Est, dès lors, forcément illégale la sanction d’exclusion qui est prise pour réprimer des agissements qui ne sont pas érigés en infraction par le Règlement intérieur (cas des « activités à caractère subversif tendant à saborder les efforts du Gouvernement »).

 De la même manière, est illégale une sanction qui, dans le Règlement intérieur, est sans rapport avec l’infraction invoquée. C’est précisément le cas des prétendus « actes de nature à discréditer le mouvement », qui constituent des infractions du 2e degré selon l’article 30 du Règlement intérieur. En effet, il résulte de l’article 28 du Règlement intérieur que les infractions du 2e degré ne peuvent donner lieu qu’à l’une des sanctions suivantes : avertissement par écrit, blâme simple, mise à pied de 8 jours, suspension temporaire de 3 mois à 1 an.

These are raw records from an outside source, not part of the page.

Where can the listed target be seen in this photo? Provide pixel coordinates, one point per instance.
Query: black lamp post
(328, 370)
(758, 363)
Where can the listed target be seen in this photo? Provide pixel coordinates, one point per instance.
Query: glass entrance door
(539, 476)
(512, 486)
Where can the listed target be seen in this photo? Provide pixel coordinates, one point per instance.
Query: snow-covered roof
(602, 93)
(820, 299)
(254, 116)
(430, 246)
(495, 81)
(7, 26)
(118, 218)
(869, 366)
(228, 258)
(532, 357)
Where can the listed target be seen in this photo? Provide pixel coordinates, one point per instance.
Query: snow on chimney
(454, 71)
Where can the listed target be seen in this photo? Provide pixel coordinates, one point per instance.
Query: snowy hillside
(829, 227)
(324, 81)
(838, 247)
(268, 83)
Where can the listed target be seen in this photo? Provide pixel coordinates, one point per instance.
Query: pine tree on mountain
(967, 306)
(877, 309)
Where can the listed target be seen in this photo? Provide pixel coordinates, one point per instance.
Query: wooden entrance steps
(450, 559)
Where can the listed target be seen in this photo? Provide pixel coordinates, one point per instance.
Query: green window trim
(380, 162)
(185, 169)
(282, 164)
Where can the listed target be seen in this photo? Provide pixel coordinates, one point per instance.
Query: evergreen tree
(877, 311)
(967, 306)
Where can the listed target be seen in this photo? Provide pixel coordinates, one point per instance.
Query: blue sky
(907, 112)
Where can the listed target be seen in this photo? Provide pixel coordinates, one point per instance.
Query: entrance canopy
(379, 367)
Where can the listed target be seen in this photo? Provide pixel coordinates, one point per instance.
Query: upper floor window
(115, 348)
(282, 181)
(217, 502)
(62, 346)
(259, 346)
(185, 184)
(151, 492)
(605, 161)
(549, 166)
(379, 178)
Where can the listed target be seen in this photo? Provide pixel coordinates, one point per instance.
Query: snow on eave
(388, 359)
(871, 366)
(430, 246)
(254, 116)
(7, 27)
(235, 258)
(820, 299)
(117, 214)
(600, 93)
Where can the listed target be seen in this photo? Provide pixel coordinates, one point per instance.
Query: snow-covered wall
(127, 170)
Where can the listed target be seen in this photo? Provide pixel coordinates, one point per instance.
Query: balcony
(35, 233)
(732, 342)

Autrement dit, une infraction du 2e degré ne saurait en aucune manière être sanctionnée par l’exclusion.

 À cela s’ajoute le fait qu’une sanction, quelle qu’elle soit, prononcée en violation des droits de la défense est de toutes les manières illégale. 

CONCLUSION

 Comme vous pouvez, chers compatriotes, le constater, la décision du Bureau Exécutif du SYNAES en date du 12 janvier 2022 n’est qu’un tissu de violation des textes fondamentaux de notre syndicat. Elles le sont au point que cette décision ne peut qu’être objectivement considérée comme frappée d’inexistence juridique.

La conséquence est que cette décision est nulle et non avenue en elle-même, et donc de nul effet. Comprenez par-là que quoique le Bureau Exécutif ait cru pouvoir décider dans ces conditions, je reste et demeure, nous restons et demeurons, membre (s) à part entière du SYNAES. Ceci étant, je me réserve le droit de procéder à l’une ou l’autre des actions suivantes, ou même aux deux à la fois : 

Saisir, conformément à l’article 29 du Règlement intérieur, le Congrès du SYNAES, non seulement pour que soit examiné le cas de la sanction prononcée contre moi, mais aussi pour qu’il soit statué par l’organe souverain de notre syndicat sur les agissements du Bureau qui ont compromis la neutralité et l’indépendance du SYNAES ;

Saisir le juge compétent pour qu’il soit constaté, je dis bien « constaté », l’inexistence juridique de la décision du 12 janvier. 

Quoiqu’il en soit, je demeure la tête haute, et fier de défendre les intérêts matériels et moraux de notre collectif syndical, plutôt que les intérêts de telle ou telle personne, ou encore les intérêts politique de tel ou tel parti ou gouvernement.